Guía basada en la evidencia · CIE-10: B08.4
Causas, signos, tratamiento y prevención de una de las enfermedades víricas más contagiosas de la infancia, con recursos especializados para familias y profesionales sanitarios de toda Europa.
Sección 01
¿Qué es la enfermedad mano-pie-boca?
Enfermedad mano-pie-boca (EMPB) es una infección vírica frecuente y muy contagiosa que afecta principalmente a bebés y niños menores de diez años. Se caracteriza por una tríada distintiva de fiebre, úlceras bucales dolorosas y una erupción vesicular en las palmas de las manos, las plantas de los pies y, en ocasiones, las nalgas. La EMPB está causada por enterovirus, con mayor frecuencia Coxsackievirus A16 y Enterovirus 71 (EV-A71).

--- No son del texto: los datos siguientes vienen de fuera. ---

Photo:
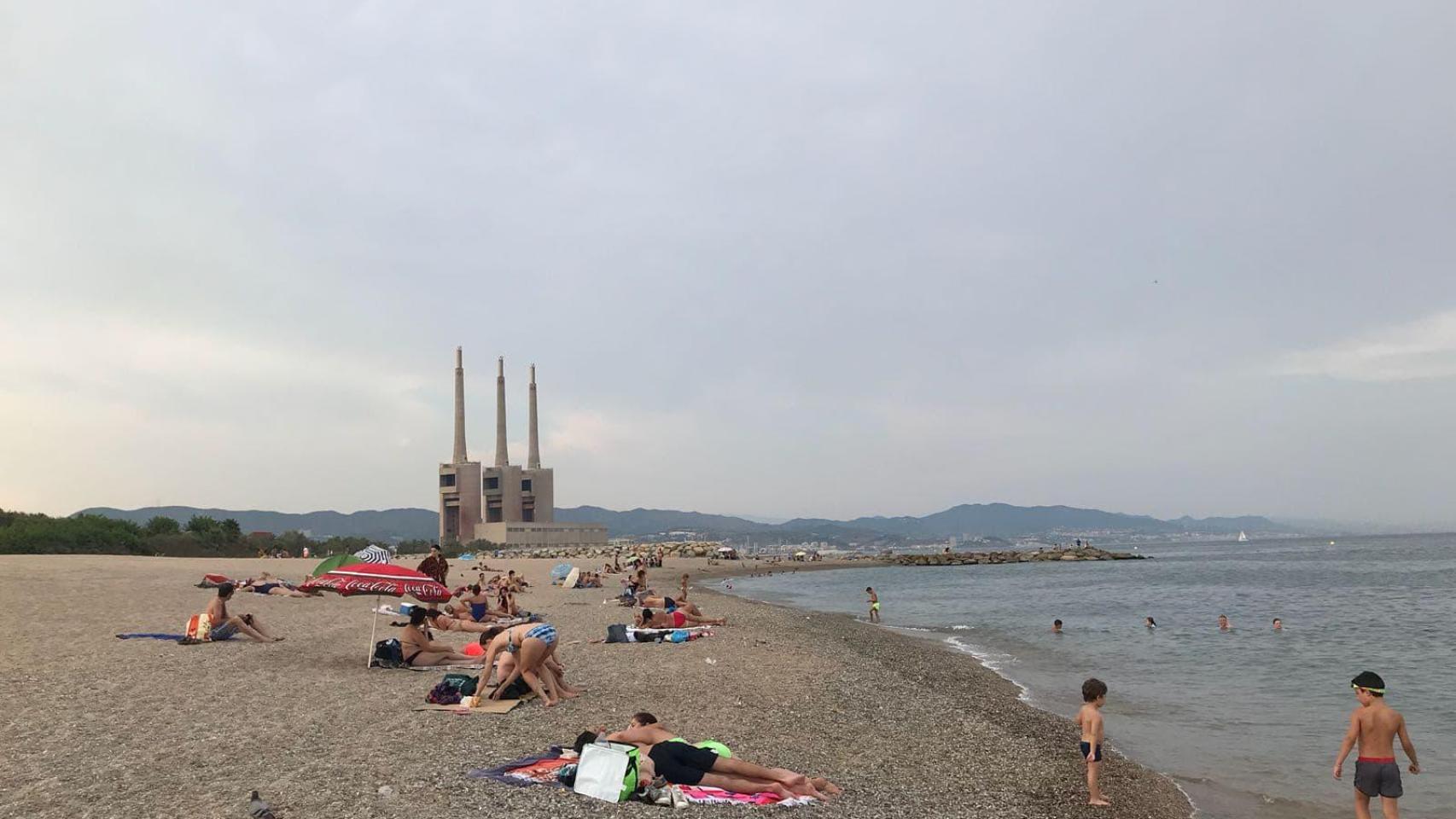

Aunque la enfermedad suele ser leve y autolimitada y se resuelve en un plazo de siete a diez días, puede causar un malestar considerable en los niños pequeños. Las complicaciones graves, aunque infrecuentes —entre ellas meningitis vírica, encefalitis y parálisis flácida aguda—, se asocian con mayor frecuencia a las cepas EV-A71 y requieren atención médica inmediata.
La enfermedad aparece en todo el mundo y se propaga rápidamente en guarderías, centros infantiles, escuelas y hogares, sobre todo durante el verano y a principios del otoño en climas templados. Comprender la EMPB es esencial tanto para padres y cuidadores como para profesionales sanitarios.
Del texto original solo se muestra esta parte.